Alors, les parfumeurs remplacent l’huile par l’esprit-du-vin, c’est-à-dire l’alcool. Et le parfum devient plus léger et encore plus convoité.
Une légende raconte qu’au XIVe siècle, pour séduire le jeune roi de Pologne, la très vieille reine de Hongrie fait fabriquer l’“eau de Hongrie” pour qu’il ne hume que les bonnes odeurs…
Ce parfum, qui a vraiment existé, est un alcoolat de romarin, fleur d’oranger, rose, mélisse, citron… et aurait été utilisé jusqu’au XIXe.
Remèdes ou cosmétiques ?
La faculté de médecine de Montpellier étudie l’action des végétaux et des minéraux sur les corps. Et particulièrement les plantes aromatiques pour leurs vertus médicinales. Mais dans les traités et les antidotaires, les remèdes médicaux voisinent avec les recettes de beauté . Il faut attendre la fin du XIIIe, pour que le médecin Henri de Mondeville, œuvrant sur les champs de bataille, distingue les remèdes, des « cosmétiques ».
Au XIIIe siècle, on pense que le vinaigre aromatisé ou les parfums, sous forme de fumigations, désinfectent, protègent du «mauvais air » vecteur de maladies, des miasmes.. Ainsi, au XIVe, le parfum a été très utilisé pour lutter contre la peste.

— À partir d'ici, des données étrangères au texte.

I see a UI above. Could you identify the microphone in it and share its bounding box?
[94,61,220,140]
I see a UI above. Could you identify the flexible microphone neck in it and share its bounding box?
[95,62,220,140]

Mais l’important, c’est la rose
« Respirer par le nez des roses sèches conforte le cerveau et le cœur
et fait revenir les esprits »
NOTES
1) voir article sur les épices
(2) voir article sur l’hygiène
3) J.L Roch, maître de conférence en histoire médiévale.
(4)L’ambre gris serait une substance solide organique produite dans l’intestin des cachalots et qui, correctement apprêtée exhale une fragrance puissante. (Wikipédia)
la Pomme d’ambre est une sphère creuse, composée « d’ambre et de plusieurs autres nobles matières, et est moult odorant et conforte la cervèle et défent contre la malice de l’air” » (Olivier de la Haye, auteur du XVe.)
Ni trop long ni trop court cet article fleure bon les senteurs du Moyen-Age et montre que cette époque n’était pas aussi rustre que ce que l’on pense généralement. Et toujours Philippe Auguste dont on ne cesse de redécouvrir tous les domaines qu’il a initiés.